Path: utzoo!utgpu!news-server.csri.toronto.edu!clyde.concordia.ca!uunet!zephyr.ens.tek.com!tektronix!sequent!dafuller
From: dafuller@sequent.UUCP (David Fuller)
Newsgroups: comp.databases
Subject: Re: Is RDBMS unproven technology?  (Flames to follow....)
Message-ID: <40132@sequent.UUCP>
Date: 6 Aug 90 21:22:57 GMT
References: <1073@ashton.UUCP> <10371@sybase.sybase.com>
Reply-To: dafuller@sequent.UUCP (David Fuller)
Organization: Sequent Computer Systems, Inc
Lines: 100

In article <10371@sybase.sybase.com> tim@ohday.sybase.com (Tim Wood) writes:
>In article <1073@ashton.UUCP> tomr@ashton.UUCP (Tom Rombouts) writes:
>>Are relational databases an unproven technology regarding
>>performance?  
>>
>>....A key tenet of the report is that RDBMS technology has been
>>available for 20 years but still has not been proved in large,
>>complex applications.  The report notes that users associate
>>these products with poor system performance, even though they may
>>be flexible and easier to implement.  The article then goes on 
>>to cite a firm that is reluctant to replace IMS with DB2, and
>>discusses other sites that use a mixture of relational and
>>possibly non-relational systems.

Some random thoughts from someone who's in the trenches and deals with
less than, uhh, theoretical arguments...

In my experience with Very Large Databases, the DBMS type is less
important than the quality of the individual system's implementation.
The 10% of the time you spend developing is quickly subsumed by the
requirement to plan for and provide a stable applications environment.

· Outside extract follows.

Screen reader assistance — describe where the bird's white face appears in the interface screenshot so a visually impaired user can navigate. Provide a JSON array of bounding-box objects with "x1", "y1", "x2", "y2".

To wit: The typical SQL-based RDBMS is abstract enough from what's
going on down deep to permit gross errors in implementation.  I've 
looked at systems which fetched 100,000 records and threw away every
one except the single tuple of interest.  The fact that it was an RDBMS
was irrelevant.  You coulda been doing IMS or FOCUS and made that
mistake.

Axiom 1: There is no substitute for planning.

>
>Relational systems have so far been deployed in smaller-scale
>applications than have hierarchical and network systems.  This is due
>to several factors: relational is "newer" (that is, the technology
>existed long before successful commercial products) and the older
>database architectures were deployed in the days when nearly all
>commercial computing resources were centralized and operating in a
>batch-processing environment.  In that environment, updates and access
>to the database are relatively rigidly controlled.

Sure, relational is "new", but the basic access methods have not 
considerably improved; we still use B-trees and relative files and 
maybe hashed files.  The "relational" aspect is a layer above this.
I can write slow code in any environment; and there is nothing inherent
to the relational model which makes it slower than any other model.

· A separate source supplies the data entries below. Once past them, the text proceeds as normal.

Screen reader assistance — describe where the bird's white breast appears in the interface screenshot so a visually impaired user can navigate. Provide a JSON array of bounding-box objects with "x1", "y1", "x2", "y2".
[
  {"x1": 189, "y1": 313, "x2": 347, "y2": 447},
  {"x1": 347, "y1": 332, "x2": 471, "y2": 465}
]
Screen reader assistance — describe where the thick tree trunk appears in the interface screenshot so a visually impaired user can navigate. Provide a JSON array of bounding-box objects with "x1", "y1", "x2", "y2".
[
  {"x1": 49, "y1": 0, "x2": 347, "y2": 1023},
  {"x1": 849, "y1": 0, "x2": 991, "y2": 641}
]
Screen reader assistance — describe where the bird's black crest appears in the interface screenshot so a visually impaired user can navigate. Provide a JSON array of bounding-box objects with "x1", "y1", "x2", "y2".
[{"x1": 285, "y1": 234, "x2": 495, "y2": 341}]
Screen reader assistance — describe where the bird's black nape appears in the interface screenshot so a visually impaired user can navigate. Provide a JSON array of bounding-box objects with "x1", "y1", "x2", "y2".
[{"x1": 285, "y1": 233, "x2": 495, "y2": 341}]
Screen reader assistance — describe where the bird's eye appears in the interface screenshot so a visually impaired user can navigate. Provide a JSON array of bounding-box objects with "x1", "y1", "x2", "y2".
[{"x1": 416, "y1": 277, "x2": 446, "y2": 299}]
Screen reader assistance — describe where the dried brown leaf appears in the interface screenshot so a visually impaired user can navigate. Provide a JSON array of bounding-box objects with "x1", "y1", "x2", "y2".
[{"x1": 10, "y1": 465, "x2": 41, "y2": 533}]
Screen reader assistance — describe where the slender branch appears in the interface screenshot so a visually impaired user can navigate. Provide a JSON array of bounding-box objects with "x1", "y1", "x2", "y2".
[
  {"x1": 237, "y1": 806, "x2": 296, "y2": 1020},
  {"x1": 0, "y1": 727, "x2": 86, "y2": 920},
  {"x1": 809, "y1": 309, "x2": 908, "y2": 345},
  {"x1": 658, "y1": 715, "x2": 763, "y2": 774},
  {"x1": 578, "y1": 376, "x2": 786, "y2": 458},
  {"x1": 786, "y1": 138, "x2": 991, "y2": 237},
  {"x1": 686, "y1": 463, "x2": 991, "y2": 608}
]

The fact is that noble 3NF implementations almost always get mutated
by harsh reality: that you end up generating "extract" tables and other
de-facto optimizations once you do a simple calculation of how many I/Os
it's gonna take to support your subsecond, online application.

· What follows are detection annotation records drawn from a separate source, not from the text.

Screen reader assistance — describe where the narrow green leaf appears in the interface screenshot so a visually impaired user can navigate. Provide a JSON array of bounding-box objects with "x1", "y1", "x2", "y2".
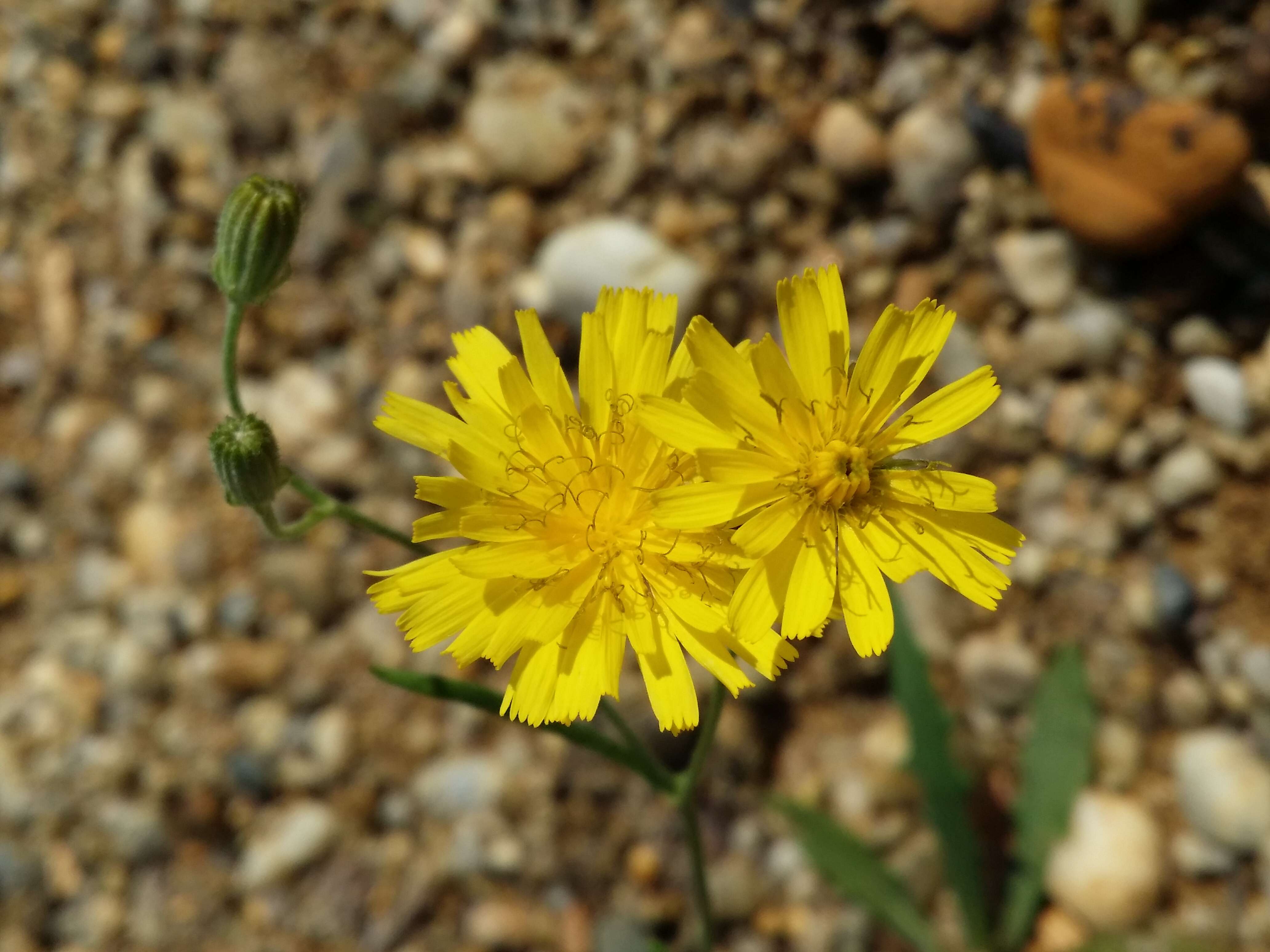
[
  {"x1": 889, "y1": 589, "x2": 989, "y2": 950},
  {"x1": 1001, "y1": 645, "x2": 1096, "y2": 950},
  {"x1": 371, "y1": 665, "x2": 674, "y2": 795},
  {"x1": 771, "y1": 797, "x2": 939, "y2": 952}
]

That's reality; you can either spend money for hardware or take a hardnosed
approach to implementation.

Second, the biggest horror to big DBMS DBAs is the unknown called
"ad-hoc queries".  It is easy to hurt a production system on many platforms by 
issuing queries from hell that can't ever complete but require massive
sequential scans.  Big DBMS engines usually have strict controls on
adhocery and either prioritize them low or require they complete in batch.

In fact, lots of big systems do overnite extracts and provide an online
system to promote decision support.  Rarely do these systems permit 
queries to "live" data simply because supporting the surge load caused by
adhoc in current implementations costs too much money.

Axiom #2: Ad-hoc means unpredictable, which represents a basic incongruety
against the goal of production.  No current DBMS or implementation knows
how to balance the two in a truly large implementation automatically.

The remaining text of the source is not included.